Para as atividades competitivas a avaliação com o cardiologista é necessária. O treinamento para o alto desempenho exige que o corpo, como um todo, e o coração em particular, trabalhem no limite de suas capacidades e por isso deve ser realizada uma avaliação mais detalhada. Nesses casos, somados a anamnese e ao exame clínico, o eletrocardiograma torna-se instrumento essencial à avaliação da criança atleta, pois assim é possível detectar a maior parte das condições potencialmente danosas à função cardíaca.
Outro exame de grande valor na avaliação é o ecocardiograma, que consegue detectar condições anatômicas e de função cardíaca que possam passar despercebida durante o exame físico e no eletrocardiograma. O ecocardiograma serve também no diagnóstico diferencial entre a hipertrofia ventricular, achado comum no coração do atleta, e a doença miocárdica hipertrófica. Outras indicações para a realização do ecocardiograma incluem queixas específicas durante o interrogatório (dores, tonturas, desmaios, fadiga excessiva); alterações de exame físico (sopros, hipertensão); história familiar de doenças cardíacas ou morte súbita. As crianças com cardiopatas muitas vezes não apresentam contraindicações para prática de atividades físicas, nesses casos o seguimento com ecocardiograma é primordial.

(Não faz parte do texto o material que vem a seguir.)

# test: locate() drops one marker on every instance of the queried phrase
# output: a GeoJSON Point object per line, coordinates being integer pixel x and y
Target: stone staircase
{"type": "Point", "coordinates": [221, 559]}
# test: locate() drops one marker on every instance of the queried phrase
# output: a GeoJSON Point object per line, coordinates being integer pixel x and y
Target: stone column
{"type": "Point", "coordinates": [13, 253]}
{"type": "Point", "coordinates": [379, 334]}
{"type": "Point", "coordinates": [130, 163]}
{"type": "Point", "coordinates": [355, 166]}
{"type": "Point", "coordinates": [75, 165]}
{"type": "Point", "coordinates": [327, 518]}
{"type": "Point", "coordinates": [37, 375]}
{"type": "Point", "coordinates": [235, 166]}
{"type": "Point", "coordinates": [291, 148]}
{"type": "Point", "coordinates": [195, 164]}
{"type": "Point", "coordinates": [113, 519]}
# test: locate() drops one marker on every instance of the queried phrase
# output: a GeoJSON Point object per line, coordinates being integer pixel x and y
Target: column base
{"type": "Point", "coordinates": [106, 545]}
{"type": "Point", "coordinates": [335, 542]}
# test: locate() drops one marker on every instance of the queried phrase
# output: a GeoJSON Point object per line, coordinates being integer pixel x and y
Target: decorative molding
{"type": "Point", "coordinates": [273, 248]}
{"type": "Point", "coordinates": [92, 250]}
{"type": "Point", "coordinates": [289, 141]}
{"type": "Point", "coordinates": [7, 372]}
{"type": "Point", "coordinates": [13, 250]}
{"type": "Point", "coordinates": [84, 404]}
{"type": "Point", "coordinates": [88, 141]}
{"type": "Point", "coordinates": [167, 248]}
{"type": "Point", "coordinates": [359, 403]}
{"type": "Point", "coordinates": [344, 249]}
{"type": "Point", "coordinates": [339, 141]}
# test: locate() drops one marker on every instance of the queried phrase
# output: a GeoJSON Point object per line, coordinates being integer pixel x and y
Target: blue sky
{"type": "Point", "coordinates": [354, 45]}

O teste ergométrico e o holter 24 são exames com indicações mais limitadas na avaliação de rotina da criança, sendo solicitados em queixas específicas ou para avaliação e seguimento de cardiopatias já diagnosticadas.
A atividade física é um hábito essencial para uma infância saudável, o que certamente se refletirá na vida adulta, e deve ser estimulada constantemente. A avaliação de toda criança que inicia um esporte é ferramenta primordial para promoção de saúde e a certeza de que nossos pequenos atletas somente se beneficiarão dessa prática sem correr riscos desnecessários.